Francophonie des Amériques, ce pluriel à lui seul vaut déjà un discours. Face à une France riche d'accents multiples, l'Amérique francophone exprime ici sa propre diversité. Et je veux saluer avec beaucoup d'amitié les francophones québécois et au premier rang d'entre eux, les membres du conseil d'administration du centre, son président, monsieur Jean--Louis Roy, son président directeur général, monsieur Michel Robitaille, qui s'apprêtent à devenir les animateurs d'un formidable travail de fédération des énergies. Mais je veux saluer aussi les représentants francophones du reste du Canada ; je salue les francophones des Etats-Unis, de Nouvelle Angleterre et de Louisiane ; je salue tous les autres francophones du Continent, sans oublier mes compatriotes des départements et des territoires d'Outre-mer, grâce auxquels la République française est présente en Amérique.
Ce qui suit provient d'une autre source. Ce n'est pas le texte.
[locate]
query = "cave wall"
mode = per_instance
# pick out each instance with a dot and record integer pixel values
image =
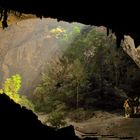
(120, 17)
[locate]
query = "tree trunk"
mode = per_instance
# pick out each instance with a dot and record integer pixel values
(77, 95)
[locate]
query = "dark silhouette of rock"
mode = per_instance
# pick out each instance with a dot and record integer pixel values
(120, 16)
(18, 122)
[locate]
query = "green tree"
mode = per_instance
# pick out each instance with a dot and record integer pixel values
(11, 88)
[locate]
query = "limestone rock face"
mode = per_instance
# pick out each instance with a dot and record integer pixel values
(26, 48)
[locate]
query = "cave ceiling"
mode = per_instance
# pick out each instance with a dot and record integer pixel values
(121, 17)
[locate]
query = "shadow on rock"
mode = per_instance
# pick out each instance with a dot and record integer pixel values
(17, 121)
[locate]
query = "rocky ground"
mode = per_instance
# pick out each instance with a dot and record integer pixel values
(107, 126)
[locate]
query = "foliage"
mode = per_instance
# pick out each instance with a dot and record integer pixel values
(56, 119)
(87, 75)
(11, 87)
(80, 114)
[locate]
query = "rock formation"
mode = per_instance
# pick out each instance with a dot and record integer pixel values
(17, 122)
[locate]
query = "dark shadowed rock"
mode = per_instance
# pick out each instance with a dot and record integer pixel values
(18, 122)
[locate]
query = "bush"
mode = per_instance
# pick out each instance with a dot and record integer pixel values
(56, 119)
(80, 115)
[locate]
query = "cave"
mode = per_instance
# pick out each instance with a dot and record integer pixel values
(115, 16)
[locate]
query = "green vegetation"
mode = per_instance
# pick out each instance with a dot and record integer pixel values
(11, 88)
(91, 74)
(56, 119)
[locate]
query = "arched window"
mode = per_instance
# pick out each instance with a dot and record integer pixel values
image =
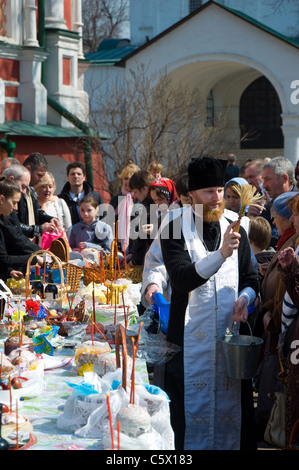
(194, 4)
(260, 116)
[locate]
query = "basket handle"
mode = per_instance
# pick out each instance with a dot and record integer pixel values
(120, 338)
(36, 253)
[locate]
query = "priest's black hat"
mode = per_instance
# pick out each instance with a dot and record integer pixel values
(206, 172)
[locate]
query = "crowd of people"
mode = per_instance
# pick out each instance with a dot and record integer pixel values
(184, 235)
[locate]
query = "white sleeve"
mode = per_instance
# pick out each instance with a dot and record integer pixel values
(209, 265)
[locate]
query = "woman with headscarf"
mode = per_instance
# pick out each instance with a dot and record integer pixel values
(269, 322)
(123, 205)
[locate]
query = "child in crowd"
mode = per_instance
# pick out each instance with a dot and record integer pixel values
(90, 232)
(260, 238)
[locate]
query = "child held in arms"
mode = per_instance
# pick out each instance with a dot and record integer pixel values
(90, 232)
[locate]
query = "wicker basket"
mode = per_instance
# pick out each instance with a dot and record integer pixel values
(93, 274)
(61, 288)
(73, 275)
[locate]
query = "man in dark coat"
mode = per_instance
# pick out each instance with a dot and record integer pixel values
(75, 188)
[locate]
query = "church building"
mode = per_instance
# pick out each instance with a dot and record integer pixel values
(242, 56)
(43, 104)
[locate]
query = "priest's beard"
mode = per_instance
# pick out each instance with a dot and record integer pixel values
(212, 215)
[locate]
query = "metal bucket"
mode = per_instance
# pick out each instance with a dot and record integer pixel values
(241, 354)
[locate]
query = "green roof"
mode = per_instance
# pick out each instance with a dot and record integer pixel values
(292, 40)
(109, 56)
(25, 128)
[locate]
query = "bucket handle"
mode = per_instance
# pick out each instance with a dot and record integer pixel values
(229, 331)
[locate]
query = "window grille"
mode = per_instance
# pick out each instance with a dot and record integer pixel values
(194, 4)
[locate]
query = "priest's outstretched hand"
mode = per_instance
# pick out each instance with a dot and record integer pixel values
(241, 310)
(231, 241)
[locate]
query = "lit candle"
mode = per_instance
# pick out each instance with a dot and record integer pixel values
(110, 421)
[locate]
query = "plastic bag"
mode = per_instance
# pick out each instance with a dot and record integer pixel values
(48, 237)
(87, 415)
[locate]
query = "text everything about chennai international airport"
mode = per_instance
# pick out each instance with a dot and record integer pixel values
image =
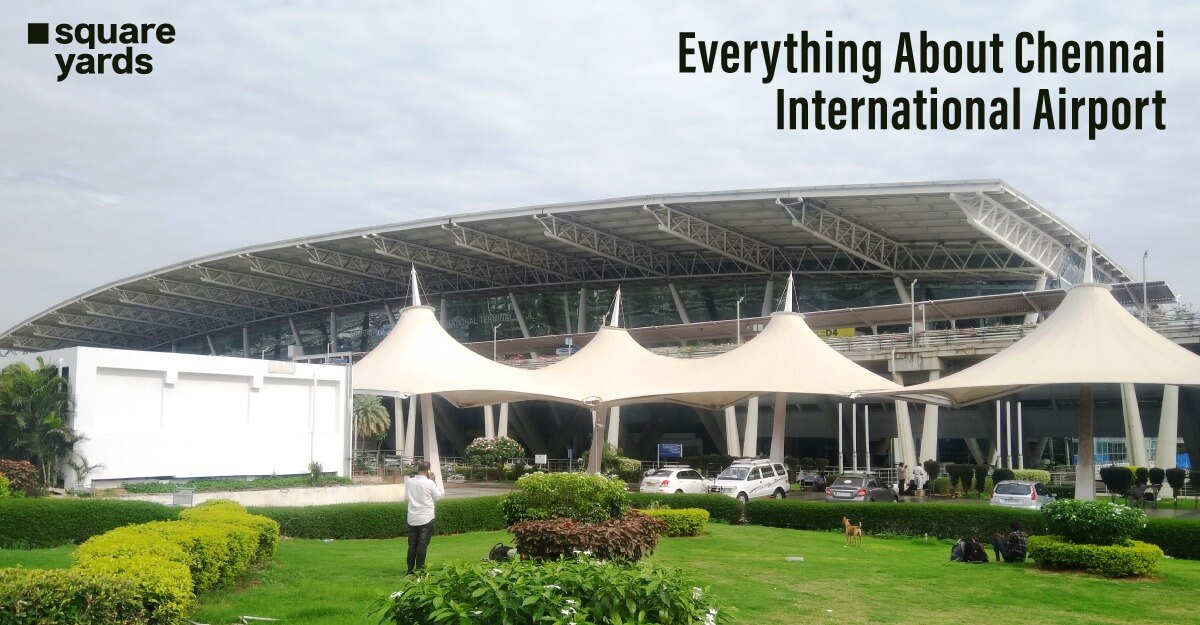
(1029, 53)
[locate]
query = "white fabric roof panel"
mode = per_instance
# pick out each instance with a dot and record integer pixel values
(1089, 340)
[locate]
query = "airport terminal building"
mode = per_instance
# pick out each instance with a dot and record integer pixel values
(910, 280)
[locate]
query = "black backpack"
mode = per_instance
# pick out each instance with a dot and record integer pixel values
(501, 552)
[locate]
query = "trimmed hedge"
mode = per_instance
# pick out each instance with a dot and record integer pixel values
(67, 595)
(721, 509)
(1177, 538)
(687, 522)
(37, 523)
(943, 521)
(383, 520)
(1109, 560)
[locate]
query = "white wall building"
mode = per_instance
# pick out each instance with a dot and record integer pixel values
(160, 415)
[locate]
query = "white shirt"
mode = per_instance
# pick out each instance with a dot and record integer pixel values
(421, 493)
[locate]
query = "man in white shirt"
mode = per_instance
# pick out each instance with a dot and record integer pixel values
(421, 491)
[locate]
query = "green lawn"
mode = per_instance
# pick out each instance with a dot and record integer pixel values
(887, 581)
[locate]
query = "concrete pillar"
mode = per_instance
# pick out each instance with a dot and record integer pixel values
(929, 426)
(907, 446)
(411, 431)
(679, 306)
(502, 428)
(430, 437)
(615, 426)
(768, 298)
(582, 322)
(778, 427)
(732, 440)
(1168, 433)
(489, 422)
(1134, 438)
(750, 442)
(1041, 284)
(1085, 472)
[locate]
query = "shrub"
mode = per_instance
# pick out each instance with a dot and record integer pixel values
(1092, 522)
(1108, 560)
(65, 596)
(1175, 478)
(720, 509)
(563, 592)
(1033, 475)
(981, 476)
(383, 520)
(22, 476)
(165, 587)
(35, 523)
(942, 521)
(685, 522)
(576, 496)
(1177, 538)
(1117, 479)
(627, 539)
(492, 451)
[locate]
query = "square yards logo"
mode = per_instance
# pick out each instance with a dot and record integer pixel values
(130, 60)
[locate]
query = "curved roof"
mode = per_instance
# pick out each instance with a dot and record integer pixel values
(958, 229)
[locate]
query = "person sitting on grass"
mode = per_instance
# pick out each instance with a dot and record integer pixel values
(1012, 546)
(969, 551)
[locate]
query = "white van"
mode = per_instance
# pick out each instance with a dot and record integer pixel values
(749, 479)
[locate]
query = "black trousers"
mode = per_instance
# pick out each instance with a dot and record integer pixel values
(418, 544)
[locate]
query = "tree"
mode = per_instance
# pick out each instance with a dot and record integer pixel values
(371, 416)
(35, 414)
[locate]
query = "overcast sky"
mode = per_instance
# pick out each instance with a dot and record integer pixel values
(273, 120)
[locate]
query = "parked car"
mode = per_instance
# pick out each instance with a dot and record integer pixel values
(859, 487)
(675, 480)
(1020, 493)
(749, 479)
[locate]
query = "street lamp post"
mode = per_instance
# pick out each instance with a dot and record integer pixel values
(739, 319)
(912, 305)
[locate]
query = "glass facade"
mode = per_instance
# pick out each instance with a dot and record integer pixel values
(472, 319)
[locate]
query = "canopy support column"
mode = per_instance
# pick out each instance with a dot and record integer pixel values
(430, 436)
(1085, 472)
(929, 426)
(778, 427)
(750, 442)
(615, 426)
(1168, 433)
(1134, 437)
(502, 428)
(732, 443)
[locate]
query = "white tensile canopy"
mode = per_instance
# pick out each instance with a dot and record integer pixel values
(1089, 340)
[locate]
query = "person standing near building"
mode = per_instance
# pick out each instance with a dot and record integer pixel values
(421, 491)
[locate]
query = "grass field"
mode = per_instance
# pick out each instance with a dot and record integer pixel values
(887, 581)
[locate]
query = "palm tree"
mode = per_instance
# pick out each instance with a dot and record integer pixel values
(371, 416)
(35, 414)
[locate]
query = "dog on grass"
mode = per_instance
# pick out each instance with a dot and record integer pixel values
(853, 533)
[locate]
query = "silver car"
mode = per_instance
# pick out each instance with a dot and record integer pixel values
(857, 487)
(1020, 493)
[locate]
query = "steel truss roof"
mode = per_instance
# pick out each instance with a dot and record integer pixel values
(951, 230)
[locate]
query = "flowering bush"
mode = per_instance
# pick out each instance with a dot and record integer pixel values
(577, 590)
(492, 451)
(1093, 522)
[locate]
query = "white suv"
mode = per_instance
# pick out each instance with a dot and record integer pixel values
(675, 480)
(749, 479)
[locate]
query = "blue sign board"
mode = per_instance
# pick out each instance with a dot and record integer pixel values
(670, 450)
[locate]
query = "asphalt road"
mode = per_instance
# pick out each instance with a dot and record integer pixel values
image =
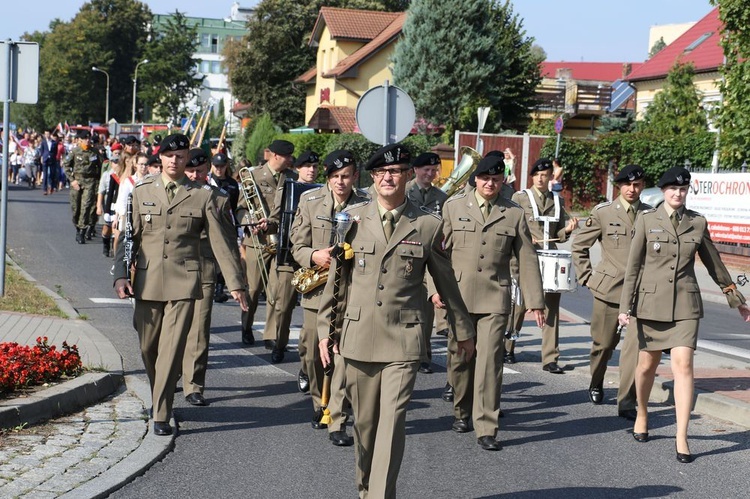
(255, 439)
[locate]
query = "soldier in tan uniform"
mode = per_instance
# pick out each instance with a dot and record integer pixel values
(383, 305)
(421, 192)
(195, 360)
(482, 231)
(267, 179)
(169, 215)
(544, 201)
(662, 292)
(311, 238)
(611, 224)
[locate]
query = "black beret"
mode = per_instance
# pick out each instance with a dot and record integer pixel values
(196, 157)
(153, 160)
(540, 165)
(306, 157)
(282, 147)
(630, 173)
(677, 175)
(219, 159)
(426, 159)
(174, 142)
(392, 154)
(338, 159)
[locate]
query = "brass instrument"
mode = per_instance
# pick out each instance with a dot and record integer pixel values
(462, 171)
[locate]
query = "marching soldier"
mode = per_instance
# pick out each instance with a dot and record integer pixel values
(83, 167)
(482, 230)
(311, 246)
(383, 303)
(267, 180)
(169, 214)
(539, 200)
(611, 224)
(421, 192)
(195, 360)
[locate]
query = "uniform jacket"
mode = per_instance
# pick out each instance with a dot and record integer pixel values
(81, 165)
(481, 251)
(167, 241)
(310, 233)
(384, 298)
(660, 275)
(609, 224)
(556, 229)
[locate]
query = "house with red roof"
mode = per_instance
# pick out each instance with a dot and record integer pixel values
(354, 48)
(699, 45)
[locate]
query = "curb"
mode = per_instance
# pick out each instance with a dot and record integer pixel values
(151, 450)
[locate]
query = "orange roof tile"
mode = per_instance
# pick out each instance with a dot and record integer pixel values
(390, 33)
(351, 24)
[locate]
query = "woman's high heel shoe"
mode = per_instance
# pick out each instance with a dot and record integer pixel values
(640, 437)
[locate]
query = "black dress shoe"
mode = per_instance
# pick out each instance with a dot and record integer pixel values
(162, 429)
(196, 399)
(488, 443)
(629, 414)
(553, 368)
(248, 338)
(640, 437)
(461, 425)
(340, 438)
(277, 355)
(448, 393)
(303, 382)
(596, 395)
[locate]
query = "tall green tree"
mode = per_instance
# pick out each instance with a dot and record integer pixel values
(677, 108)
(171, 77)
(456, 56)
(734, 113)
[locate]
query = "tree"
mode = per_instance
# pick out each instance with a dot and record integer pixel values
(677, 108)
(171, 76)
(733, 116)
(478, 54)
(657, 47)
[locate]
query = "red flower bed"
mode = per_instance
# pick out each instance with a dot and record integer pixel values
(23, 366)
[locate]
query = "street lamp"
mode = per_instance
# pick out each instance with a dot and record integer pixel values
(106, 109)
(135, 86)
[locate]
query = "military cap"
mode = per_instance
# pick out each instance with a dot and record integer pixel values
(630, 173)
(281, 147)
(392, 154)
(337, 160)
(541, 165)
(219, 159)
(677, 175)
(196, 157)
(426, 159)
(174, 142)
(306, 157)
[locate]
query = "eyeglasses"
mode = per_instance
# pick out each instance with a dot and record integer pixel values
(395, 172)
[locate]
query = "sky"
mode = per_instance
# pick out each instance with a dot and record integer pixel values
(568, 30)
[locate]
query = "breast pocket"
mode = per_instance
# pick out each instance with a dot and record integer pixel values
(364, 257)
(657, 244)
(463, 234)
(410, 260)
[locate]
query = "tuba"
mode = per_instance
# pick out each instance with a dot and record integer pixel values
(462, 171)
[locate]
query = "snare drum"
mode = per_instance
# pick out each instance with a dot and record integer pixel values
(558, 274)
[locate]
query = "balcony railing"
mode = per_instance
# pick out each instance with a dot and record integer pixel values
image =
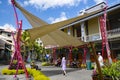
(115, 33)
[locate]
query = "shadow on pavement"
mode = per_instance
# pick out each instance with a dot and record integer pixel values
(57, 72)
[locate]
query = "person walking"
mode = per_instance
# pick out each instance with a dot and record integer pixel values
(63, 64)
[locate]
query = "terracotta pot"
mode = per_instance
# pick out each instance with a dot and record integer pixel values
(107, 78)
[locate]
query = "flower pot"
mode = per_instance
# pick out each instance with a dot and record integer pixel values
(107, 78)
(95, 77)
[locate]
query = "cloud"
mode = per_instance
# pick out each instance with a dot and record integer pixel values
(61, 18)
(0, 2)
(8, 27)
(45, 4)
(99, 1)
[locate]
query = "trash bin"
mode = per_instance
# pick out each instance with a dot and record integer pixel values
(88, 65)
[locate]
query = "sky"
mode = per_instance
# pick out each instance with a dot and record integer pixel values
(50, 11)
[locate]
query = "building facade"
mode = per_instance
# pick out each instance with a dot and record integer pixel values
(88, 29)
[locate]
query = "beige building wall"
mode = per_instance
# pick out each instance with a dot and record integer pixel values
(93, 26)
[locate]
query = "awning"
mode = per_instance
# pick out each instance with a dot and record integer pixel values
(41, 28)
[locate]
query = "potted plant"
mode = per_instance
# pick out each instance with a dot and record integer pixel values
(95, 75)
(112, 72)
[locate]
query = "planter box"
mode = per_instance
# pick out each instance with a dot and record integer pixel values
(107, 78)
(95, 77)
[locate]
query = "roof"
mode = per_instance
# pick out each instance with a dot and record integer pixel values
(50, 36)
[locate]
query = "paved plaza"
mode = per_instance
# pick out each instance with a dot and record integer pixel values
(55, 73)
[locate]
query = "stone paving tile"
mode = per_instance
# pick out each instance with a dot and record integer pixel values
(55, 73)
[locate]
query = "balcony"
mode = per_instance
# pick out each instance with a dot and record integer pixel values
(111, 34)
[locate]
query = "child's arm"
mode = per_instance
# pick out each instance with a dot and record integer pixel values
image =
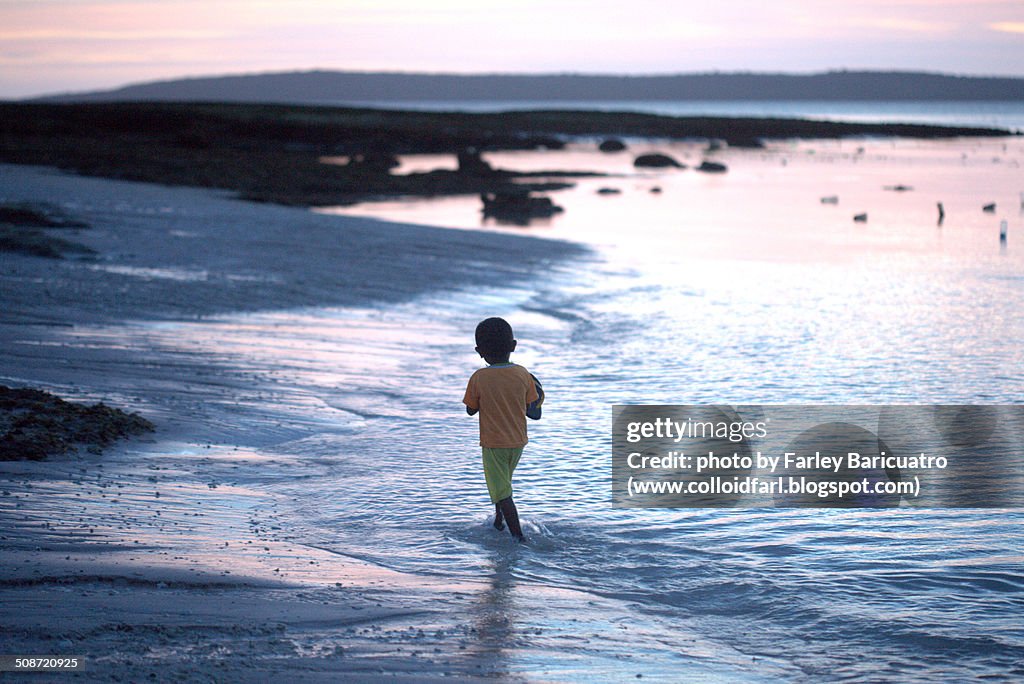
(472, 397)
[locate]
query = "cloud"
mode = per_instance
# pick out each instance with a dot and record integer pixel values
(1008, 27)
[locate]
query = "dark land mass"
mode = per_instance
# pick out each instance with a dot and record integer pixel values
(337, 87)
(273, 153)
(27, 228)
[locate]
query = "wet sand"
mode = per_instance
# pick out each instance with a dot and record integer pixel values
(147, 560)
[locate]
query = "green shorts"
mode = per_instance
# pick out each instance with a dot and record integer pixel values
(499, 465)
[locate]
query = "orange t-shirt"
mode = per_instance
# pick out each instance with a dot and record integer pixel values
(501, 392)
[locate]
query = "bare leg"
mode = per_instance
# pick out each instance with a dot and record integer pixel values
(499, 518)
(511, 514)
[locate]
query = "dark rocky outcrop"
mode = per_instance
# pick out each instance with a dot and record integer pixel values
(656, 161)
(518, 207)
(611, 144)
(36, 424)
(713, 167)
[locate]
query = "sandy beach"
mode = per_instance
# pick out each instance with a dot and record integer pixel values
(145, 559)
(310, 505)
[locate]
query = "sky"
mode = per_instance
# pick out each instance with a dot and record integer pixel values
(49, 46)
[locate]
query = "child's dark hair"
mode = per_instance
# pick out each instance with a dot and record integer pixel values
(494, 338)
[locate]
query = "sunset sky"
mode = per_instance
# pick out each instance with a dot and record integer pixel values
(51, 46)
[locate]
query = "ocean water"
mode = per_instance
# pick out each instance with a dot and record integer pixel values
(737, 288)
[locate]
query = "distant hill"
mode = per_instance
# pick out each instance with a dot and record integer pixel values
(339, 87)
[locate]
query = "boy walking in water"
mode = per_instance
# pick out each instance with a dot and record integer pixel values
(501, 392)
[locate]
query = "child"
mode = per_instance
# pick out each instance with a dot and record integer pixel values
(501, 393)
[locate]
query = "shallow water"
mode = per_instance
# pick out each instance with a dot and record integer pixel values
(740, 288)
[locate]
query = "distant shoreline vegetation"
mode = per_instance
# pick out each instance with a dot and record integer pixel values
(273, 153)
(335, 86)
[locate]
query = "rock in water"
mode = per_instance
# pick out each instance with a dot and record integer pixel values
(611, 144)
(656, 161)
(712, 167)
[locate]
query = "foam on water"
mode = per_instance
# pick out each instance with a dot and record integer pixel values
(741, 289)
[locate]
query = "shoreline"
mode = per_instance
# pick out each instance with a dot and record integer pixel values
(272, 153)
(153, 558)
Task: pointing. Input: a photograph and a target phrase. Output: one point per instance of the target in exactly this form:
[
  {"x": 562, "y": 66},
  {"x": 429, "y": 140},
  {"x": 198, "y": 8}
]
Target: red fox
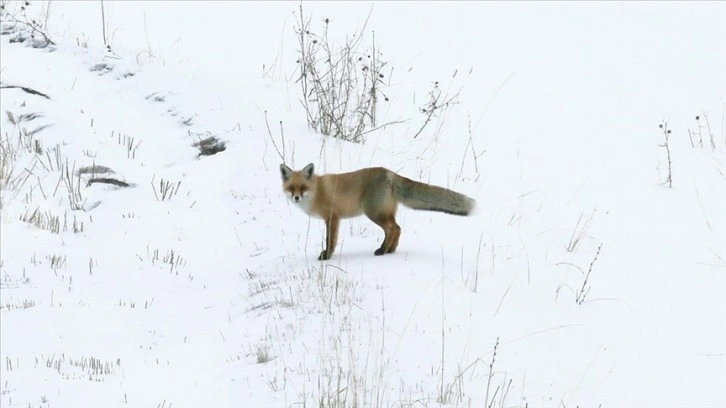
[{"x": 374, "y": 192}]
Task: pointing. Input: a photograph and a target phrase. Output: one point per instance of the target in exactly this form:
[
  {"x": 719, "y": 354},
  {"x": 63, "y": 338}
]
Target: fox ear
[
  {"x": 308, "y": 171},
  {"x": 286, "y": 172}
]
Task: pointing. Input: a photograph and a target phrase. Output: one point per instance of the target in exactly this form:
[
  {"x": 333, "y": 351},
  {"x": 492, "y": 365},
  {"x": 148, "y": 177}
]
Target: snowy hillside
[{"x": 137, "y": 269}]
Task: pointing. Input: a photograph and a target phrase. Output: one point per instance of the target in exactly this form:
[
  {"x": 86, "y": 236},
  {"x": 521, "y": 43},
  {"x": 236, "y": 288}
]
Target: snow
[{"x": 213, "y": 296}]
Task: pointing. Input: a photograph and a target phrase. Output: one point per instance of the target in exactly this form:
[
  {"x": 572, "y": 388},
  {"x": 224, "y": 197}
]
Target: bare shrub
[{"x": 340, "y": 86}]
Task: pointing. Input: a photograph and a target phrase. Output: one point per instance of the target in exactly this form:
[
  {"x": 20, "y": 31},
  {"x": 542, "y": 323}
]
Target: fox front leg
[{"x": 331, "y": 237}]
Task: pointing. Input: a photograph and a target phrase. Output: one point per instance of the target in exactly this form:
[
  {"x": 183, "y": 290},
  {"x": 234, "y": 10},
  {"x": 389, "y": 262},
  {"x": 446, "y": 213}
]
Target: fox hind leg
[{"x": 392, "y": 233}]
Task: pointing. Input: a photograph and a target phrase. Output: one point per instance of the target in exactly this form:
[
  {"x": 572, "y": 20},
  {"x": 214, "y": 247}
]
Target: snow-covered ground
[{"x": 582, "y": 280}]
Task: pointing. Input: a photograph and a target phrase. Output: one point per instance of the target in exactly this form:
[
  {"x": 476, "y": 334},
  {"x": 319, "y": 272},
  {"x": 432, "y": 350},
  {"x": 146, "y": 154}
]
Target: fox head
[{"x": 298, "y": 185}]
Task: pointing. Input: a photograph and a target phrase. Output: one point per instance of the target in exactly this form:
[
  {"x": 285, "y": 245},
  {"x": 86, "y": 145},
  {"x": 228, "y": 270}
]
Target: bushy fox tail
[{"x": 421, "y": 196}]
Je sais que tous ensemble ils sont prêts à se mobiliser ; ils sont prêts à communiquer, à inventer pour bâtir un avenir à notre langue.
Mesdames et messieurs, le Centre de la francophonie des Amériques va mettre toutes les initiatives du Continent au service de la diversité culturelle et de la diversité linguistique. Il va les mettre au service des jeunes générations. Ce projet généreux est, depuis l'origine, un beau, un très beau projet québécois, auquel je sais toute la part qu'a pris Jean Charest. Je suis fier que la France l'ait appuyé sans réserve ; elle l'a appuyé en offrant au Québec l'aménagement des espaces grand public du centre, et je veux profiter de ce rappel, pour féliciter très vivement les architectes français, Franklin Azzi et Paul-Armand Grether, qui ont proposé un projet qui a été retenu par un jury franco-québécois, et dont chacun a pu mesurer la qualité et l'inventivité. Son intégration au bâtiment historique est aussi réussie qu'audacieuse et elle témoigne de l'esprit résolument novateur qui porte tout le projet.
Mais je veux vous dire que l'appui de la France va bien au-delà de ce geste architectural. La République française entend mettre tout en oeuvre pour encourager le développement et le rayonnement du Centre de la francophonie des Amériques. Elle mobilisera le réseau exceptionnel de ces centres culturels et des Alliances françaises présentent sur tout le Continent. Elle proposera au département d'études françaises de toutes les universités américaines de s'associer à l'entreprise. Elle s'appuiera sur les populations des territoires, pour que jamais l'enthousiasme, la fertilité, le dynamisme, de la francophonie ne cèdent au renoncement de l'uniformité mondiale.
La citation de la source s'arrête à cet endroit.